In 1995, Reebok released the Kamikaze as the first signature sneaker for the high-flying Seattle Supersonics forward Shawn Kemp. Its aggressive, zig-zagging lines stood out on the court, and the name referenced the way Kemp would attack the rim without abandon. But given the term’s historical significance, Reebok has decided the sneaker is due for a more sensitive update.
The sportswear company, which recently completed its acquisition by Authentic Brands Group, has announced that the Kamikaze will now be called the “Hurrikaze.” Existing inventory for the sneaker will continue to be sold and will eventually be phased out as the Hurrizake-branded sneaker makes its debut this month.

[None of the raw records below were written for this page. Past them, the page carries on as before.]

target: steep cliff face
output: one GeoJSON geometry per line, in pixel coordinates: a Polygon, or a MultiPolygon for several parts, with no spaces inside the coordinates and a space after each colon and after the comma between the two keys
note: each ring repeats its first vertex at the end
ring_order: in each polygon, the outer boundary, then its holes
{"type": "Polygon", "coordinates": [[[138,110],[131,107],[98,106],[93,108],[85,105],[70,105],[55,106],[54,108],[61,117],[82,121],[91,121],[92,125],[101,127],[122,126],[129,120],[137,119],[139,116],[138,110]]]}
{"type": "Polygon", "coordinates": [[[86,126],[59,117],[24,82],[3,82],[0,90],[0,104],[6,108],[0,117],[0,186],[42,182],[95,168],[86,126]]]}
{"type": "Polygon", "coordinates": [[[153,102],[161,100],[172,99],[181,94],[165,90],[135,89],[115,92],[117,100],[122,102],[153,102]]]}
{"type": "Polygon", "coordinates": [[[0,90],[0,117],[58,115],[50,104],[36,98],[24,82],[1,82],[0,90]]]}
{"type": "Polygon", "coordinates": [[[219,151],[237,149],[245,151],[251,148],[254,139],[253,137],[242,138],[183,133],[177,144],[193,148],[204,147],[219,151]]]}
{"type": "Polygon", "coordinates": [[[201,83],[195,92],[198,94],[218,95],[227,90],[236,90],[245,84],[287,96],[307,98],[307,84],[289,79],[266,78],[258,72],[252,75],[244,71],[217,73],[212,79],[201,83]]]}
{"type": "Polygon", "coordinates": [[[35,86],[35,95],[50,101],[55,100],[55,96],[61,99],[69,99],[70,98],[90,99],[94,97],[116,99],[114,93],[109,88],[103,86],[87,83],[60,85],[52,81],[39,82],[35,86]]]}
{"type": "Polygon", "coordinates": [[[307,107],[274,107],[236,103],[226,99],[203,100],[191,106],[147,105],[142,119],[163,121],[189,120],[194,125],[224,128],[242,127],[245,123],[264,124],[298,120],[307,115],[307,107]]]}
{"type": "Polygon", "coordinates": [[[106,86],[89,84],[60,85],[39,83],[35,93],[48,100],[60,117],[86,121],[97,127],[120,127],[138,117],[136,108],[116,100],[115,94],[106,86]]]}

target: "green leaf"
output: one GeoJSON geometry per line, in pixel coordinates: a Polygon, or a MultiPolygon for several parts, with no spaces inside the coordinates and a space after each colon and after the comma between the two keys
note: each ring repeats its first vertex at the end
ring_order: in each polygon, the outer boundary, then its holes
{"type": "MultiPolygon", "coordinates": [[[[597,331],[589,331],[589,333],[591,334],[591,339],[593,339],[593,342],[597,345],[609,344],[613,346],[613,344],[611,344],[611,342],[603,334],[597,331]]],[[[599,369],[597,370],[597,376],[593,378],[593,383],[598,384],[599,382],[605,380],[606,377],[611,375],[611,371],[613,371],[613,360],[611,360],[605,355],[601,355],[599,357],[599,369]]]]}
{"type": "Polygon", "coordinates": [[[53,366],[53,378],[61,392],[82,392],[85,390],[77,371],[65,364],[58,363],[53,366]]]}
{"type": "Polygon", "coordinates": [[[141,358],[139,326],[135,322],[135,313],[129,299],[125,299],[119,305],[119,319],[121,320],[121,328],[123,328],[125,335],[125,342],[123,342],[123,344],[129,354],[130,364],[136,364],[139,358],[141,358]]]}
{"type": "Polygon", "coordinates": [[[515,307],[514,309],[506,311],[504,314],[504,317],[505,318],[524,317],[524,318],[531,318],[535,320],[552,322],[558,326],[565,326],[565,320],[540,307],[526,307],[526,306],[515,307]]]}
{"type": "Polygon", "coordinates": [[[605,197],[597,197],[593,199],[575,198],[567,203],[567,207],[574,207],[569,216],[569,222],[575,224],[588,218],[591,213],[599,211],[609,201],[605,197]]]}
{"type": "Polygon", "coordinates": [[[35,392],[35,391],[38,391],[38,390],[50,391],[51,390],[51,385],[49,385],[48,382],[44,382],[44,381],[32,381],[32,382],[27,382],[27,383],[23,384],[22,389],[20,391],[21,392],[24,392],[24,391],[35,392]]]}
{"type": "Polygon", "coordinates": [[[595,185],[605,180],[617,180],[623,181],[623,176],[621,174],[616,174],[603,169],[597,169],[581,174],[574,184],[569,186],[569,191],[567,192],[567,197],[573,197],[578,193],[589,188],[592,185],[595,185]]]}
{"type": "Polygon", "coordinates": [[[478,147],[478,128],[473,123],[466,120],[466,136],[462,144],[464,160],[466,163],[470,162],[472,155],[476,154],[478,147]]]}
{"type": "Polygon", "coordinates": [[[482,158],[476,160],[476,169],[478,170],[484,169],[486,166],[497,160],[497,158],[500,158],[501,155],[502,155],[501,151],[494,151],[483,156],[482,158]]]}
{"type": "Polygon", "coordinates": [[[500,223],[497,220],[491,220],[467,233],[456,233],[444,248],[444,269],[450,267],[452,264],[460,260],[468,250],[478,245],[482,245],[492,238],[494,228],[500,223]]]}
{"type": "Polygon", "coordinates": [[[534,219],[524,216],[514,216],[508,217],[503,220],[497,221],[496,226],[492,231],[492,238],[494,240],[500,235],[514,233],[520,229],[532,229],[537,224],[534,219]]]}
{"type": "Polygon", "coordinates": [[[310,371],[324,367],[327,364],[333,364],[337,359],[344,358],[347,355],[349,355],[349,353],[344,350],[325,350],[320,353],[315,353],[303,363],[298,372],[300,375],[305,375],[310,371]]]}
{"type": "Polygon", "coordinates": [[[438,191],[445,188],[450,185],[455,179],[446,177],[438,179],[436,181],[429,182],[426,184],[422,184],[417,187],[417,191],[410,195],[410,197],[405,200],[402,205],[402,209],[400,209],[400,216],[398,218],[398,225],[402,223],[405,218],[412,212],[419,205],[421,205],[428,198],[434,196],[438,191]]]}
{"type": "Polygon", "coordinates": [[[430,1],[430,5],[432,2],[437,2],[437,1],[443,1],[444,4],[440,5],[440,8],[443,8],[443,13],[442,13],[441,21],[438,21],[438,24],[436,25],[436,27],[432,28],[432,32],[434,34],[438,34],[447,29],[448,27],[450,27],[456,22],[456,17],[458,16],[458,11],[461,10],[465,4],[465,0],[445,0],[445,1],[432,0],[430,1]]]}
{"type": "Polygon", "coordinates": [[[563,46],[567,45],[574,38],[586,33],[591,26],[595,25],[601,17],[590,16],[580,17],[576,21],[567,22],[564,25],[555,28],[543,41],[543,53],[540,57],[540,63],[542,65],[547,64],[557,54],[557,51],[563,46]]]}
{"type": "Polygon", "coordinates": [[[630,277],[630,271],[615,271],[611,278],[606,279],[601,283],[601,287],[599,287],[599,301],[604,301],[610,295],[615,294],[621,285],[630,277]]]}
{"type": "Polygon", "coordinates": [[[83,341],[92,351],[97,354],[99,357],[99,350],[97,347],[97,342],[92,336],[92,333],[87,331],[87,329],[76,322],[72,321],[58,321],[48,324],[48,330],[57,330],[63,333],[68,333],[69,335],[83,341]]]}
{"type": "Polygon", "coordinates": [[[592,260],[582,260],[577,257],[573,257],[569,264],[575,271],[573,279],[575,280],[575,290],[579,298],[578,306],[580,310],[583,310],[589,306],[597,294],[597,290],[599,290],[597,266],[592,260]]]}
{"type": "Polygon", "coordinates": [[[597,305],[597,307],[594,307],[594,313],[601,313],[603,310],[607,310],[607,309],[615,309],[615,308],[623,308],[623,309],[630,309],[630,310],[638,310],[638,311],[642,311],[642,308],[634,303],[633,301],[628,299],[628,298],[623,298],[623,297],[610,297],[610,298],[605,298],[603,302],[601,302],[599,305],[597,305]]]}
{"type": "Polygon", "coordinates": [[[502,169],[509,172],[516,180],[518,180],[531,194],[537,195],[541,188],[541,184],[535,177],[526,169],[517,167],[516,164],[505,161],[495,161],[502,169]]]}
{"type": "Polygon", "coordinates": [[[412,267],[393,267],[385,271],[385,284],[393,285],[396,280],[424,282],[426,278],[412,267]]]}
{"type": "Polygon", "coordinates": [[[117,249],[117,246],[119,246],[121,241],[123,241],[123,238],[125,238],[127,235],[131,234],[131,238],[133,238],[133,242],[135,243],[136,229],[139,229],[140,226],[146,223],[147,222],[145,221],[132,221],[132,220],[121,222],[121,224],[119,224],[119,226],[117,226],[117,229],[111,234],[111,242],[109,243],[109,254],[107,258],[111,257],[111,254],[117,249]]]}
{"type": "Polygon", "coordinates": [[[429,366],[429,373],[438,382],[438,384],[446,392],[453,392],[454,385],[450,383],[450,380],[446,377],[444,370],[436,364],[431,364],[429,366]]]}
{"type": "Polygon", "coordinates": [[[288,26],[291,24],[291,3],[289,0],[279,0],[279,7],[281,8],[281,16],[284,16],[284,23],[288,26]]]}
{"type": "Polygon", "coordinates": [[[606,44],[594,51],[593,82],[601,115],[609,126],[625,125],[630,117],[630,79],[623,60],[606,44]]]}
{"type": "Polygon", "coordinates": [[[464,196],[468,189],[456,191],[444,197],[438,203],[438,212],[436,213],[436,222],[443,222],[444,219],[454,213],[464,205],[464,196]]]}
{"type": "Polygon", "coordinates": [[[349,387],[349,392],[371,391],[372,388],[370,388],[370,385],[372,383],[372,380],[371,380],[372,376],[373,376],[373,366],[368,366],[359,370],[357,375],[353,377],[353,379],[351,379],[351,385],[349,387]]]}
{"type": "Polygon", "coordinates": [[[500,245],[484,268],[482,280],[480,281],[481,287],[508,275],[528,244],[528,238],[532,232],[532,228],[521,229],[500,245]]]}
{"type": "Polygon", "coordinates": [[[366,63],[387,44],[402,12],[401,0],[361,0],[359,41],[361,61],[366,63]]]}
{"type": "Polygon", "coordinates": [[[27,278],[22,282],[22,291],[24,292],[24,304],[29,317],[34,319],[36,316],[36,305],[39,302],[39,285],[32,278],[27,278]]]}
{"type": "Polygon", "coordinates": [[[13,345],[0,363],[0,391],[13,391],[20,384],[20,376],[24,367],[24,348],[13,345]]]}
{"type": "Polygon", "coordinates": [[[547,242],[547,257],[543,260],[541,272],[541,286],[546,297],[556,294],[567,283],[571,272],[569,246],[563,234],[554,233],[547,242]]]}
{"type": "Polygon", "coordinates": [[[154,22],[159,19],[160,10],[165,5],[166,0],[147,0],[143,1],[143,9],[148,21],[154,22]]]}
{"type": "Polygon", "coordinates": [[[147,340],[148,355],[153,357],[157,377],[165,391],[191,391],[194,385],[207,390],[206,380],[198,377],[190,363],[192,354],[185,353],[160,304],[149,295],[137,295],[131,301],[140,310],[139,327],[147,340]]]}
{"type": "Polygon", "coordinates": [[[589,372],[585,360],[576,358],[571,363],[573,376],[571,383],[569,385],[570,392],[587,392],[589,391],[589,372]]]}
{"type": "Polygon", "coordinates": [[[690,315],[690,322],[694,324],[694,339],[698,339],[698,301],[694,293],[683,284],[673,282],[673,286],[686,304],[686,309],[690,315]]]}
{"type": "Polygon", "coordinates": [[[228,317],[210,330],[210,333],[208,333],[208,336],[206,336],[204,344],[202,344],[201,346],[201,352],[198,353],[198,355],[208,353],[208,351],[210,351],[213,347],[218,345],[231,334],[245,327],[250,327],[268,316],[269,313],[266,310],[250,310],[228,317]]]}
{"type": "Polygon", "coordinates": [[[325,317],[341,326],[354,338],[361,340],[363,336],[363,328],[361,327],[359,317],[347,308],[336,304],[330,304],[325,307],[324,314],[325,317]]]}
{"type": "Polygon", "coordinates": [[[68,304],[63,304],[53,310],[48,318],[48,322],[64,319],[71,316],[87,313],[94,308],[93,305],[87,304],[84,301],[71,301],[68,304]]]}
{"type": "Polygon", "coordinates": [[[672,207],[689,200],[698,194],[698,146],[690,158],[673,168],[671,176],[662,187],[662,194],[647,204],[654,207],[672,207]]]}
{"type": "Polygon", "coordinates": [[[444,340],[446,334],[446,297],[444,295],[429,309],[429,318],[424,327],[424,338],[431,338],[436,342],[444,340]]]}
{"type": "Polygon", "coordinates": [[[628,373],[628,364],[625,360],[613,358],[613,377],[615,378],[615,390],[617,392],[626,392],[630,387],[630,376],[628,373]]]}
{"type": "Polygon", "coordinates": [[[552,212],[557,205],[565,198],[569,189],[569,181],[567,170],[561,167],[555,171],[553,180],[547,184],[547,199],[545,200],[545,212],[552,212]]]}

“We have a responsibility to be accountable, learn and grow as a brand, and although we can’t change the past we can most definitely impact change for our future,” Portia Blunt, Reebok’s VP of global apparel, said in a release. “By making this change we signal growth and acknowledge the impact words have on those we serve within our diverse global sneaker community.”
Leaning into the storm — Prior to World War 2, when the term was applied to aerial suicide attacks by the Japanese military, kamikaze was typically used in reference to a typhoon that warded off a Mongol fleet attacking Japan in 1281. The word roughly translates to “divine wind” or “spirit wind,” and Reebok’s new name for the sneaker comes with a more overt reference to storms.
While Reebok hasn’t offered an explanation, “Hurrizake” appears to be a portmanteau that combines “kamikaze” and “hurricane.” A violent storm is still a fitting sobriquet for a sneaker associated with Kemp, and most importantly, one that doesn’t make light of a brutal component of WW2. Kamikaze was used only for the first two of Kemp’s signature shoes, and from his third on Reebok went with the “Reignman.”
Somewhere, there’s probably an anti-PC sneakerhead that’ll complain about the switch, but credit is due to Reebok for making a considered decision without any external pressure.